Cylc-flow: test battery: flaky tests

Created on 27 Nov 2018  路  34Comments  路  Source: cylc/cylc-flow

Just to record that that the test battery can fail randomly or in certain scenarios (under a time zone, when an environment variable is present, etc). This ticket is just to check if it'd be possible to make it more stable, perhaps avoid re-running it, and, of course, sporadically failures.

[Edited by @matthewrmshin ] Since #3224, sensitive tests have gained their own hierarchy in the source tree under flakytests/ and run under Travis CI in serial. New flaky tests should be moved to the hierarchy, with the view that it may be possible to move some back to live with the other non-flaky tests. (I have commented out the original list - as the source tree is now the master list.)
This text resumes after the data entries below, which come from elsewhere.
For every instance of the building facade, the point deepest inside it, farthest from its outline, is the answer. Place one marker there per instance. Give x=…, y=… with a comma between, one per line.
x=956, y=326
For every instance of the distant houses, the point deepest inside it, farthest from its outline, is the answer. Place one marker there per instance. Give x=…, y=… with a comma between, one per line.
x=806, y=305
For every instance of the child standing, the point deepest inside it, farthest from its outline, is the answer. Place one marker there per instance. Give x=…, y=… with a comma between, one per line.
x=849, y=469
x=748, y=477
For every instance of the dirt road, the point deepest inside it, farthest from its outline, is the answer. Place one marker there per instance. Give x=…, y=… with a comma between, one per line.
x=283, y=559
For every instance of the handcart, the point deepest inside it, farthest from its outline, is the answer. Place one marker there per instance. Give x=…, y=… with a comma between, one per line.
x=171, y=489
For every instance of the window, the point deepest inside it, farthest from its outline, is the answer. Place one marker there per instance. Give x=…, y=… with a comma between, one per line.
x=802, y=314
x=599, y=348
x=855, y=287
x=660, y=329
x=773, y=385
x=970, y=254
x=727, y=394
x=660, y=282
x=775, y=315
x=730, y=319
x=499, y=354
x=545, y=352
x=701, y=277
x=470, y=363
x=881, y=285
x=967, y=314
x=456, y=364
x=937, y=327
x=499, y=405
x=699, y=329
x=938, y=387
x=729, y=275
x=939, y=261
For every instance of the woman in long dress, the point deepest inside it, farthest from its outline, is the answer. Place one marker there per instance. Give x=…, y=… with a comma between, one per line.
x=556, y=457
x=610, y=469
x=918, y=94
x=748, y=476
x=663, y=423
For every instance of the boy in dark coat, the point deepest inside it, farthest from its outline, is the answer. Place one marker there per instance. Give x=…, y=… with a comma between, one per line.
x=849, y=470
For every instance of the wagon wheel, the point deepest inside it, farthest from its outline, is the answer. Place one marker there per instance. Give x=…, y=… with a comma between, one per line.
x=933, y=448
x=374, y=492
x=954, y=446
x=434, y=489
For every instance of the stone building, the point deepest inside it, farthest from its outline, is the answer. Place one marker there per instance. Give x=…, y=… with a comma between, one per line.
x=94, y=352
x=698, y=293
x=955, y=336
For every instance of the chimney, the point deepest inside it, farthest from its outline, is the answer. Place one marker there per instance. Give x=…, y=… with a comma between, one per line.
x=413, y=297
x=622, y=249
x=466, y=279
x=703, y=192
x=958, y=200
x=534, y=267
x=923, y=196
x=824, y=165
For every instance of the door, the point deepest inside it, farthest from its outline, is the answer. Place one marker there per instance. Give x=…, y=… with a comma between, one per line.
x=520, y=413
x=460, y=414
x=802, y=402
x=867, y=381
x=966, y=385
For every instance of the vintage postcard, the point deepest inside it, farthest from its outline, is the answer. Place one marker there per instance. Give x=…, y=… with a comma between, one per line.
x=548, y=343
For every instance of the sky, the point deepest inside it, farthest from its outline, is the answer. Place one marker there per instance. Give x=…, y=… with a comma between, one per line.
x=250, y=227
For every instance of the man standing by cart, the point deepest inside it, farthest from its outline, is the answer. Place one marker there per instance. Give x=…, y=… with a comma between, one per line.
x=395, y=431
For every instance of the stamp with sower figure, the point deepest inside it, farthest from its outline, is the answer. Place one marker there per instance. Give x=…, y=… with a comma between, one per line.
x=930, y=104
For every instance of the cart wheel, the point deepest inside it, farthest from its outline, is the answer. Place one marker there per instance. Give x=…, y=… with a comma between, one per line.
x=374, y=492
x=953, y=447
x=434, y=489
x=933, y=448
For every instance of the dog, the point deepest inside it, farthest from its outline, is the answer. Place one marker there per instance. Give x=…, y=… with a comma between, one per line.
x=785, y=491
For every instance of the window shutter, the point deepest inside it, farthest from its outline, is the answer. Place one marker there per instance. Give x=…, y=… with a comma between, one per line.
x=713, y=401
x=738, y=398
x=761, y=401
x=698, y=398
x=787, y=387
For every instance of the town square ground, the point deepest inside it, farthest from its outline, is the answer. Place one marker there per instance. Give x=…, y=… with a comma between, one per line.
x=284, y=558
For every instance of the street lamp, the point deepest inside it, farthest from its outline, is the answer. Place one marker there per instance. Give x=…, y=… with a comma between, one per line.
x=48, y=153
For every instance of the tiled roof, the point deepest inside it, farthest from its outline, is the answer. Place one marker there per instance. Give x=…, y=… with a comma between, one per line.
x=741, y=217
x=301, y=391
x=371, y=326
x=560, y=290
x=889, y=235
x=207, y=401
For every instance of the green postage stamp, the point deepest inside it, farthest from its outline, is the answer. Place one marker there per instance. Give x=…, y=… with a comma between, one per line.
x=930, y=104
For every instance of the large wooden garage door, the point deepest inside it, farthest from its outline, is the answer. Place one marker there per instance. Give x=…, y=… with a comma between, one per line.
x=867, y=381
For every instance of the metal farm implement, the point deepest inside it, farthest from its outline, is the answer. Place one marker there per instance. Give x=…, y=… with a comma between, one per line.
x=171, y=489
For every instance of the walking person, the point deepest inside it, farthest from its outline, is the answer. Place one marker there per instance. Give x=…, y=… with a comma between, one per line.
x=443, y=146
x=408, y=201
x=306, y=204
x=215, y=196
List (post #3224 and #3286):

  • ./tests/cylc-reset/03-output-2.t - failed in #3311
2019-08-25T21:54:01Z DEBUG - zmq:send {'data': (True, 'Messages queued: 1')}
2019-08-25T21:54:02Z CRITICAL - [t2.1] status=running: (received)failed/XCPU at 2019-08-25T21:54:00Z for job(01)
2019-08-25T21:54:02Z DEBUG - [t2.1] -running => failed
2019-08-25T21:54:02Z CRITICAL - [t2.1] -job(01) failed
2019-08-25T21:54:02Z ERROR - AUTOMATIC(ON-TASK-FAILURE)
    Traceback (most recent call last):
      File "/home/travis/build/cylc/cylc-flow/cylc/flow/scheduler.py", line 252, in start
        self.run()
      File "/home/travis/build/cylc/cylc-flow/cylc/flow/scheduler.py", line 1505, in run
        self.suite_shutdown()
      File "/home/travis/build/cylc/cylc-flow/cylc/flow/scheduler.py", line 1211, in suite_shutdown
        raise SchedulerError(self.stop_mode.value)
    cylc.flow.scheduler.SchedulerError: AUTOMATIC(ON-TASK-FAILURE)
2019-08-25T21:54:02Z ERROR - Suite shutting down - AUTOMATIC(ON-TASK-FAILURE)
  • ./tests/registration/02-on-the-fly.t - failed in #3311
    cylctb-20190825T214903Z/02-on-the-fly localhost 43027 TIMEOUT ==== /tmp/travis/cylctb-20190825T214903Z/registration/02-on-the-fly/02-on-the-fly-cylc-run-dir-stop.stderr ==== ClientTimeout: Timeout waiting for server response. ==== /tmp/travis/cylctb-20190825T214903Z/registration/02-on-the-fly/02-on-the-fly-cylc-run-dir-stop.stdout ==== ==== /tmp/travis/cylctb-20190825T214903Z/registration/02-on-the-fly/02-on-the-fly-cylc-run-dir-2-validate.stdout-contains-ok.stderr ==== Missing lines: REGISTERED cylctb-20190825T214903Z/02-on-the-fly -> /home/travis/cylc-run/cylctb-20190825T214903Z/02-on-the-fly

(When adding new ones, please bear in mind that the list is in alphabetical order.)

bug

Most helpful comment

how to hammer flaky tests on Travis CI

  1. Activate Travis CI in your own clone.
  2. Make a new branch with a single commit that changes .travis/cover.py to run just the flaky test(s)
  3. push the the branch to your clone ... observe build results, re-trigger at will

All 34 comments

Leaving unassigned, good issue to any other newcomer to the project too 馃帀

Sorry hijacked the issue to record other flaky tests as well.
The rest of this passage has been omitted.